# How often do you feed your betta?



## Tycoon (May 13, 2007)

I feed my betta twice a day. One in the morning, and one in the evening. I give him about 4-6 betta bites each time.


----------



## leifthebunny (Mar 13, 2007)

I do the same, but 3-4 bites per feeding.


----------



## Falina (Feb 25, 2007)

Once a day along with the other fish. He takes flakes and brineshrimp mostly.


----------



## Tycoon (May 13, 2007)

leifthebunny said:


> I do the same, but 3-4 bites per feeding.




i think i should lessen mine to 3-4 bites as well... my betta is taking a dump way too much in a day :lol:


----------



## MattD (Apr 25, 2007)

Twice a day, once either in the early afternoon when I come home from work or the early morning, then once at night at around 10:30pm. Normally my auto-feeder would facilitate his eats but he's not in my main tank for the time being, I have quarantined him for the last week or so due to some spots showing up. They have disappeared from his body, and none have returned so I think it may be time to put him back in the main tank.

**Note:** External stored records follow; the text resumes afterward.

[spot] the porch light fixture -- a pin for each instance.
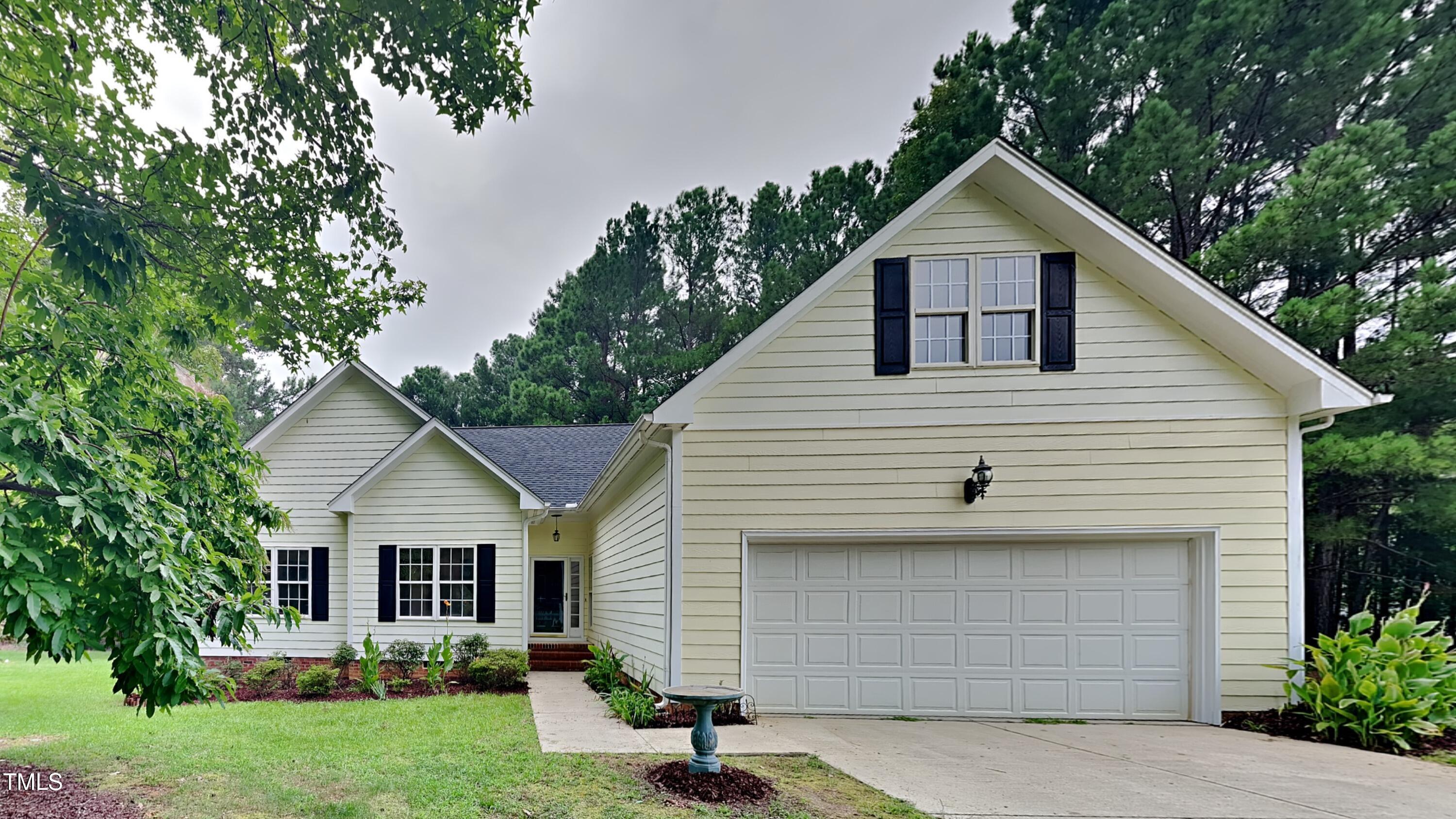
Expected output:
(976, 485)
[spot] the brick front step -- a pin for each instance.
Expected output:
(555, 665)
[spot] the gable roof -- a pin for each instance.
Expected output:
(318, 392)
(1312, 385)
(558, 464)
(433, 429)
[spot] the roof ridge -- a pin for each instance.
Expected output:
(541, 426)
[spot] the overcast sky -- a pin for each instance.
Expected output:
(635, 101)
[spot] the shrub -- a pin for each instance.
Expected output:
(369, 668)
(503, 668)
(439, 664)
(1385, 690)
(264, 677)
(637, 709)
(343, 656)
(472, 649)
(603, 671)
(318, 681)
(405, 656)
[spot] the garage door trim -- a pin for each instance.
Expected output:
(1205, 678)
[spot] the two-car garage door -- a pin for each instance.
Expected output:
(1014, 630)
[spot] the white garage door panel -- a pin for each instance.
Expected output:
(1056, 630)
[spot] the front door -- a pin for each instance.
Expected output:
(557, 597)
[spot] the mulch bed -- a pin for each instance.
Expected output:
(346, 694)
(679, 716)
(733, 786)
(31, 793)
(1292, 725)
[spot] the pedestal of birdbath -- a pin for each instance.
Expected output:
(704, 699)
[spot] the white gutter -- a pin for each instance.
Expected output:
(1295, 466)
(672, 586)
(528, 519)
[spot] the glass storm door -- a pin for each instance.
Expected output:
(574, 598)
(548, 613)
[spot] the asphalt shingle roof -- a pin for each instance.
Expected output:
(558, 464)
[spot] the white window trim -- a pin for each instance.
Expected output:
(434, 584)
(273, 575)
(975, 309)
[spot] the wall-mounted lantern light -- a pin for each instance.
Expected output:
(976, 485)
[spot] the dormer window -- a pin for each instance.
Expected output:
(1001, 308)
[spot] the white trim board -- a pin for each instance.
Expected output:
(1171, 286)
(318, 392)
(1205, 674)
(346, 501)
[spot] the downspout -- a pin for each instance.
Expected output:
(1295, 467)
(348, 582)
(528, 519)
(672, 560)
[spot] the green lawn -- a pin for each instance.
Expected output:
(472, 755)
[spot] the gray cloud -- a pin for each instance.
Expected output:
(635, 102)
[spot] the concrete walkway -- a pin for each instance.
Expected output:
(570, 719)
(1116, 771)
(985, 770)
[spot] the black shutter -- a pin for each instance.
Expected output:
(319, 575)
(892, 317)
(1059, 311)
(388, 575)
(485, 584)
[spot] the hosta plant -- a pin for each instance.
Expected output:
(603, 671)
(1387, 688)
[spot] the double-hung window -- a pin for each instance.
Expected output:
(989, 321)
(286, 578)
(437, 582)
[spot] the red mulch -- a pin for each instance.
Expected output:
(733, 786)
(1291, 723)
(34, 799)
(347, 694)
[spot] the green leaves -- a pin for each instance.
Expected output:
(1384, 691)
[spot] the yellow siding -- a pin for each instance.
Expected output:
(439, 496)
(1154, 429)
(321, 455)
(628, 579)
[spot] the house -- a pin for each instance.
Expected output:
(797, 519)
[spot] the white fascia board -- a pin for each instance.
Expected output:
(325, 386)
(1151, 271)
(346, 501)
(1225, 322)
(679, 407)
(621, 458)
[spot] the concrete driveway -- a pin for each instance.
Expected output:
(1120, 771)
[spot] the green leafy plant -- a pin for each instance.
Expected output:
(318, 681)
(603, 671)
(1384, 690)
(635, 707)
(264, 677)
(471, 649)
(233, 669)
(369, 667)
(500, 668)
(405, 656)
(439, 664)
(344, 655)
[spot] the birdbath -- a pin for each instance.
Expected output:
(704, 699)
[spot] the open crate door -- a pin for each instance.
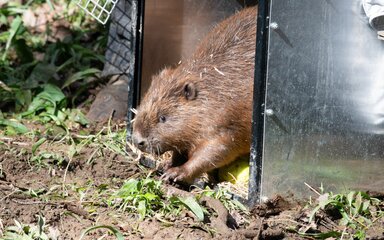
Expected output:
(324, 100)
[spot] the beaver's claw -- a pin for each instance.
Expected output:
(176, 174)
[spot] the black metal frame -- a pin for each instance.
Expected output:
(259, 90)
(259, 87)
(137, 16)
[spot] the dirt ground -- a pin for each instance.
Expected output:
(64, 199)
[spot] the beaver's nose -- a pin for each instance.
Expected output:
(140, 142)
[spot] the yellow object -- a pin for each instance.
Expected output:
(235, 172)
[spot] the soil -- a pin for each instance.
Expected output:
(62, 198)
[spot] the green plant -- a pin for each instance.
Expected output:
(146, 198)
(356, 211)
(225, 198)
(26, 232)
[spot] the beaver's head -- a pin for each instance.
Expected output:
(167, 117)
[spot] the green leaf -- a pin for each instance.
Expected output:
(19, 128)
(194, 206)
(80, 75)
(51, 96)
(15, 25)
(350, 198)
(142, 209)
(116, 232)
(37, 144)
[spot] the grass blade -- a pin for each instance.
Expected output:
(195, 207)
(115, 232)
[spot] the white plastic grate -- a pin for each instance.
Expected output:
(99, 9)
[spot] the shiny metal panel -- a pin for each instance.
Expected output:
(324, 112)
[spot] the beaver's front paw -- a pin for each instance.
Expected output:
(177, 174)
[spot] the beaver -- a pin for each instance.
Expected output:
(201, 109)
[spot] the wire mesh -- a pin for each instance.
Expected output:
(98, 9)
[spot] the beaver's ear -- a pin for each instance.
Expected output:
(190, 91)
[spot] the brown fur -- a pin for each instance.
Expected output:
(206, 102)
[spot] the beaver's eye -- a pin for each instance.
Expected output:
(162, 119)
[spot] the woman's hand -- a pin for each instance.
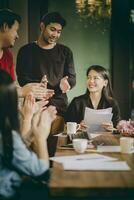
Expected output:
(42, 122)
(83, 126)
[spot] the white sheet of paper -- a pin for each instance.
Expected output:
(96, 165)
(90, 156)
(94, 118)
(108, 148)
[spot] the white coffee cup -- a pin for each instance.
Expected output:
(72, 127)
(80, 145)
(127, 144)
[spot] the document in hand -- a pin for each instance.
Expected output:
(94, 118)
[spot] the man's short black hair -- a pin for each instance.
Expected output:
(53, 17)
(9, 17)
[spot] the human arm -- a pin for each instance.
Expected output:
(25, 160)
(69, 79)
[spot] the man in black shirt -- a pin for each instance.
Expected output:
(46, 57)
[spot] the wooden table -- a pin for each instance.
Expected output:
(95, 184)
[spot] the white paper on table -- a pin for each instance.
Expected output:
(108, 148)
(91, 157)
(94, 118)
(96, 165)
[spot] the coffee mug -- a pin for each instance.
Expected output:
(127, 144)
(72, 127)
(80, 145)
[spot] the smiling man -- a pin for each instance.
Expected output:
(46, 57)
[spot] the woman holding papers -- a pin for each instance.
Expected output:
(98, 95)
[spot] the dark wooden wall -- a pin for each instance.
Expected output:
(120, 54)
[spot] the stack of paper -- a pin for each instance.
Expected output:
(91, 162)
(94, 118)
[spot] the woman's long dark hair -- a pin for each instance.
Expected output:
(8, 114)
(107, 91)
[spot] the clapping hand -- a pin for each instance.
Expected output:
(64, 85)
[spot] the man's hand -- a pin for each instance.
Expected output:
(39, 92)
(64, 85)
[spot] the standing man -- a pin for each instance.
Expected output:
(46, 57)
(9, 25)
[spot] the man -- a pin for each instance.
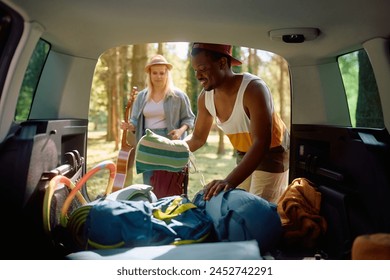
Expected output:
(242, 106)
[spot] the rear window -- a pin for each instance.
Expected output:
(364, 103)
(30, 81)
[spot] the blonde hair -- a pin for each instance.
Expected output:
(169, 85)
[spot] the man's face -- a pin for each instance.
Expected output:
(206, 70)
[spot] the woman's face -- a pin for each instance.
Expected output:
(158, 75)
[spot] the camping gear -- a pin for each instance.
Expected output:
(168, 159)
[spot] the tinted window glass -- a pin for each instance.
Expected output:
(362, 92)
(30, 81)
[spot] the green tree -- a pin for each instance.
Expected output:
(368, 109)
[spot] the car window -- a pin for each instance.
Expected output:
(30, 81)
(361, 89)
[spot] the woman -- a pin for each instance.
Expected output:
(160, 107)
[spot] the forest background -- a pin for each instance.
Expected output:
(122, 68)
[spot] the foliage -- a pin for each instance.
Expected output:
(30, 80)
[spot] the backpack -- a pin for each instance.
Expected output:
(238, 215)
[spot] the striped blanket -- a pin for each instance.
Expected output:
(155, 152)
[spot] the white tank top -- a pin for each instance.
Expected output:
(154, 115)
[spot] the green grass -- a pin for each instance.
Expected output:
(206, 161)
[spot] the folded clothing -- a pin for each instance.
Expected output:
(155, 152)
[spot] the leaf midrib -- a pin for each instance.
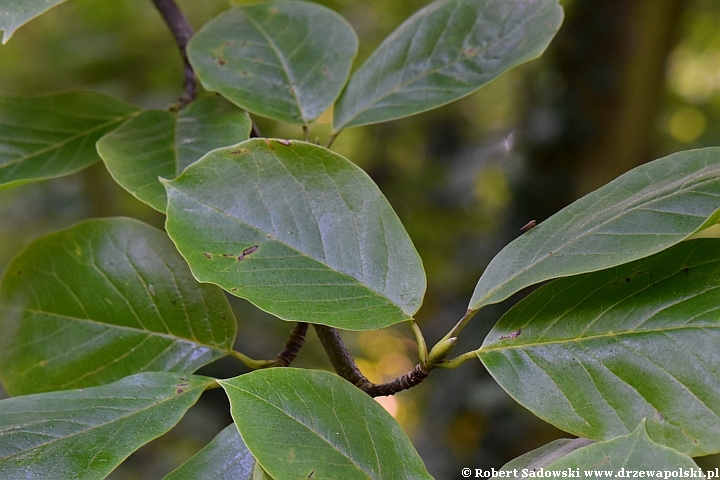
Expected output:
(121, 327)
(425, 73)
(601, 336)
(281, 59)
(58, 145)
(641, 201)
(287, 414)
(155, 404)
(300, 253)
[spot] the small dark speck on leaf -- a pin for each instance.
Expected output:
(514, 334)
(531, 224)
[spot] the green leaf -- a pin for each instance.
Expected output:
(101, 300)
(285, 60)
(313, 424)
(86, 433)
(161, 144)
(225, 458)
(15, 13)
(444, 52)
(634, 452)
(297, 230)
(594, 354)
(541, 457)
(638, 214)
(49, 136)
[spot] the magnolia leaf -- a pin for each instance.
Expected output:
(444, 52)
(541, 457)
(633, 452)
(86, 433)
(48, 136)
(101, 300)
(16, 13)
(312, 424)
(285, 60)
(162, 143)
(225, 458)
(297, 230)
(596, 354)
(638, 214)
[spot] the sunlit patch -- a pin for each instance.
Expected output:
(686, 124)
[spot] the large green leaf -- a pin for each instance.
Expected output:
(15, 13)
(86, 433)
(541, 457)
(639, 213)
(312, 424)
(101, 300)
(634, 452)
(443, 52)
(286, 60)
(49, 136)
(594, 354)
(297, 230)
(162, 143)
(225, 458)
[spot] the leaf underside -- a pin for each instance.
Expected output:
(313, 424)
(225, 458)
(595, 354)
(47, 136)
(285, 60)
(443, 52)
(160, 143)
(636, 215)
(101, 300)
(297, 230)
(84, 434)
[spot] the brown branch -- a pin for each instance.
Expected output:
(345, 366)
(182, 32)
(255, 132)
(293, 345)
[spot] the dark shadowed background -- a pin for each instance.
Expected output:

Also, a fat Betta is a healthy Betta. My fan-tail has a pretty big gut from all the bloodworms and crumbles I'm feeding him. I do it portion by portion, just so not to pollute his home. If yours is pooing a lot, just keep up with the water changes. 8)


----------



## tophat665 (Sep 30, 2006)

Once daily, 8 to a dozen pellets. They've both grown noticeably in the last couple of months, their fins have gotten longer, and their colors really improved. I also dropper feed them live brine shrimp or blackworms every couple of weeks (in place of pellets).


----------